Dernier des opéras écrits par Benjamin BRITTEN, d’après la nouvelle éponyme de Thomas MANN, créé en 1973 au festival d’Aldeburgh, le titre original est Death inVenice. Il s’agit du testament opératique de Britten, qui écrivait là aussi un des derniers rôles pour son compagnon Peter PEARS.

Acte I : À Munich, en 1911, l’écrivain Aschenbach est en panne d’inspiration. Mais pour lui, ne plus écrire, c’est la mort. Devant un cimetière, un étranger passe, qui lui donne des envies de Sud et de soleil.

Sur le bateau qui le mène à Venise, l’attitude frivole et choquante des jeunes et d’un vieux beau le dégoûte.

Arrivé à Venise, un gondolier étrange, qui n’est pas sans évoquer Charon, le mène directement à son hôtel. Arrivé à l’hôtel, le gondolier disparaît sans réclamer son dû. Le directeur lui présente sa chambre. Resté seul Aschenbach se demande s’il a bien fait de venir à Venise. À l’heure du dîner, les clients de l’hôtel arrivent, racontant leur journée. Parmi eux, Aschenbach est frappé par la beauté d’un jeune adolescent.

Sur sa terrasse, qui donne sur la plage, l’écrivain étouffe à cause du temps qu’il fait. Il songe à quitter Venise, mais le spectacle des enfants jouant sur la plage, et surtout du jeune homme déjà remarqué, l’en dissuade. Il apprend le nom du jeune Éros polonais, Tadzio.

Britten Death in Venice Tadzio

Assailli par les vendeurs à la sauvette et les mendiants, victime du sirocco, Aschenbach est tenté de rentrer chez lui, mais le lendemain matin, arrivé à la gare, il apprend qu’on a envoyé ses bagages dans une autre ville par erreur. Il rentre à son hôtel.
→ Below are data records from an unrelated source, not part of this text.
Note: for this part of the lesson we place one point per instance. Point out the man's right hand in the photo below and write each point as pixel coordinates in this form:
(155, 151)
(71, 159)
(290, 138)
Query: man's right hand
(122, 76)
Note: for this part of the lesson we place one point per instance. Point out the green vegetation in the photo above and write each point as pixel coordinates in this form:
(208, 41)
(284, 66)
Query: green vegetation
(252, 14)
Les enfants jouant sur la plage font plonger Aschenbach dans une rêverie.

Britten Death in Venice jeux sur la plage

Il se trouve sur une plage grecque, où l’on célèbre le culte d’Apollon. Tadzio remporte tous ces « jeux antiques ». Le spectacle redonne l’inspiration à l’écrivain, mais alors qu’il voudrait féliciter le vainqueur, il n’y arrive pas. Il se rend compte qu’il est tombé amoureux du jeune homme.
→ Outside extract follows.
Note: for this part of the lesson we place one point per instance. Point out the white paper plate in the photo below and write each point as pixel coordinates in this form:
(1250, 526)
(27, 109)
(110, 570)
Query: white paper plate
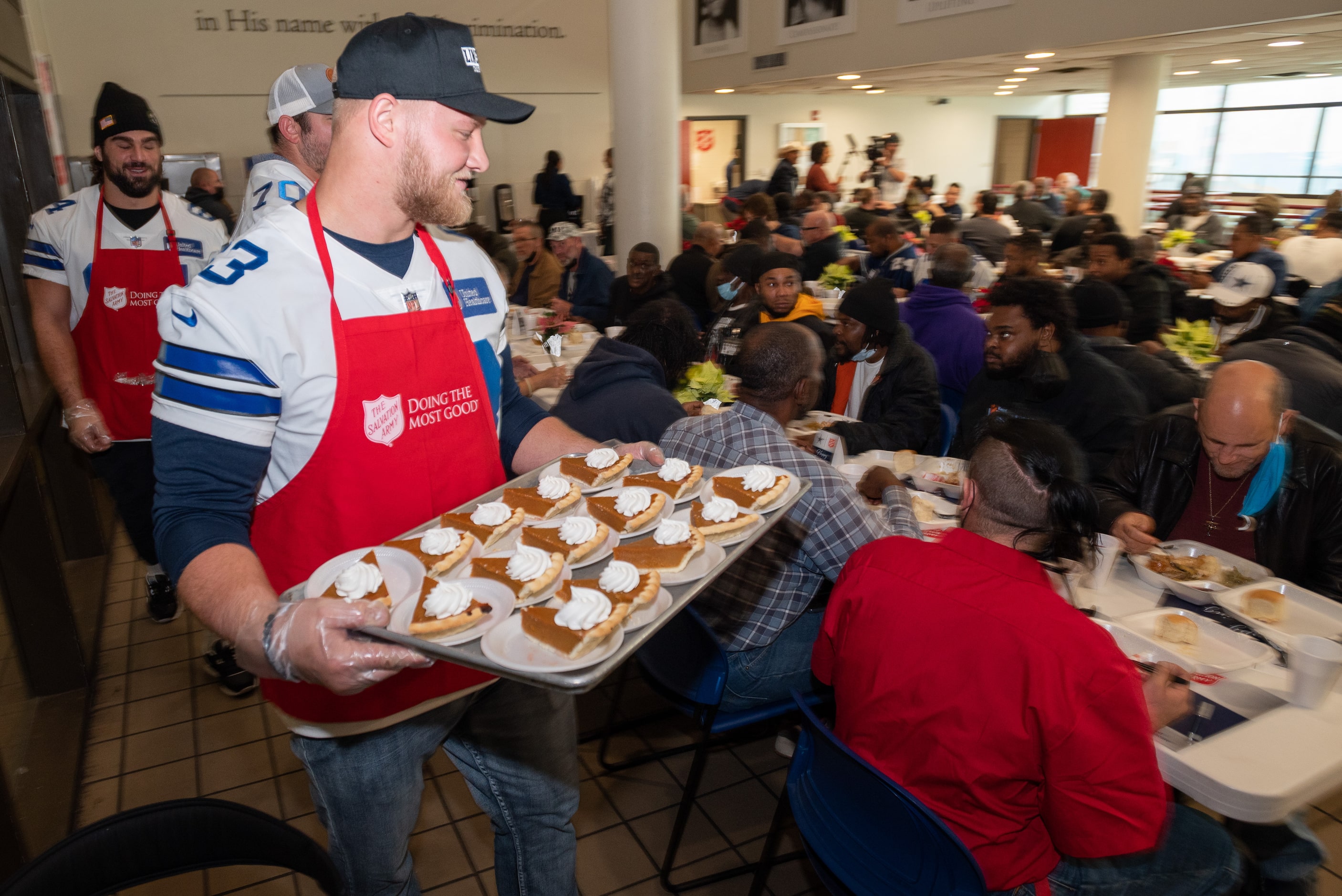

Acte II : Aschenbach réfléchit à ses sentiments envers le jeune garçon. Au salon de coiffure de l’hôtel, il apprend du capilliculteur que les clients s’en vont, à cause de la maladie qui se répand sur la ville. Voyant arriver Tadzio et sa famille, il ne veut pas qu’ils soient mis au courant de l’épidémie, de peur qu’ils ne quittent la ville eux aussi. Il les suit à la messe à Saint Marc, puis sur le chemin du retour à l’hôtel, se mêlant à la foule peut-être déjà touchée par l’épidémie.

Une troupe de comédiens ambulants vient donner un spectacle. Aschenbach cherche à savoir la vérité sur la maladie, mais le chef de la troupe respecte les consignes officielles, il faut se taire pour ne pas faire fuir les touristes.
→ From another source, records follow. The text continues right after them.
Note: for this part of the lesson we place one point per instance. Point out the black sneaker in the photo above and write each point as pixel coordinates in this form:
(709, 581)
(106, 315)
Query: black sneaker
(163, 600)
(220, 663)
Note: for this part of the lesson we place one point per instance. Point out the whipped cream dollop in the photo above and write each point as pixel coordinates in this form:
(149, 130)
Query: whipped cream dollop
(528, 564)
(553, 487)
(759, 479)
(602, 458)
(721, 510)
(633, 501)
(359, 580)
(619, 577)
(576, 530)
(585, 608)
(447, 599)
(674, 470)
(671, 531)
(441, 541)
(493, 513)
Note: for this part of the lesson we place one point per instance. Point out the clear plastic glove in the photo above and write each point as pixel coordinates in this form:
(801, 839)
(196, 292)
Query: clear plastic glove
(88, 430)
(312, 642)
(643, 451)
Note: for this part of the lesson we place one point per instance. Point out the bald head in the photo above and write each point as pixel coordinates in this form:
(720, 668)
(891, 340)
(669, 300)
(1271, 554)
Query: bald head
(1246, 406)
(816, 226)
Les gens précipitent leur départ. À Aschenbach qui demande pourquoi, un employé finit par lui dire la vérité, une épidémie de choléra se répand sur Venise. Aschenbach est maintenant convaincu de prévenir la famille de Tadzio de quitter la ville. Mais au moment de parler à sa mère, il ne peut rien dire, ce qui l’amène à se poser des questions sur l’art et/ou le sens moral.

Il s’endort et fait un songe, où s’affrontent les côtés apolliniens et dionysiens de sa personnalité. (Pour faire simple, on peut dire que la pensée dionysienne est liée à la nature et à l’ivresse de l’instant présent alors que la pensée apollinienne est centrée sur la raison, et sur la culture qui prend le pas sur la nature.)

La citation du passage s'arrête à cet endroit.